Stuttgart taz | Baden-Württembergs Ministerpräsident Winfried Kretschmann wollte sich eigentlich längst aus der ersten Reihe der Politik zurückgezogen haben. "Ich hatte vor, im Laufe der vergangenen Legislaturperiode mein Amt als Fraktionsvorsitzender aufzugeben", sagt der Grünen-Politiker im Gespräch mit der sonntaz.
"Ich hatte Boris Palmer als meinen Nachfolger im Kopf. Doch dann wurde Palmer überraschend Oberbürgermeister von Tübingen. Alle stürmten auf mich ein, dass ich das noch mal machen müsse." Also machte er weiter. „Daraus hat sich eine Dynamik entwickelt, und jetzt bin ich Ministerpräsident“, sagt Kretschmann.

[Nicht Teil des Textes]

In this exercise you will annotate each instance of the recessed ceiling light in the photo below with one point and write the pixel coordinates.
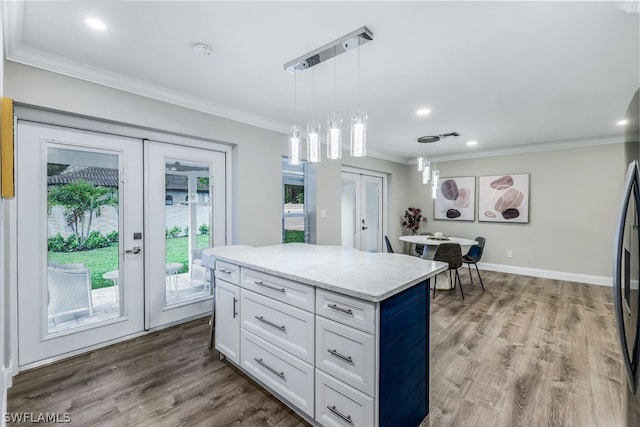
(96, 24)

Palmer, bis dahin Kretschmanns-Vize im Landtag, wurde 2006 OB. Kretschmann holte bei der Landtagswahl 2011 als Spitzenkandidat 24,2 Prozent. Als erster Ministerpräsident der Grünen regiert er seit vergangenem Mai in einer Koalition mit der SPD das Land, in dem die CDU fast über Jahrzehnte die Macht hatte.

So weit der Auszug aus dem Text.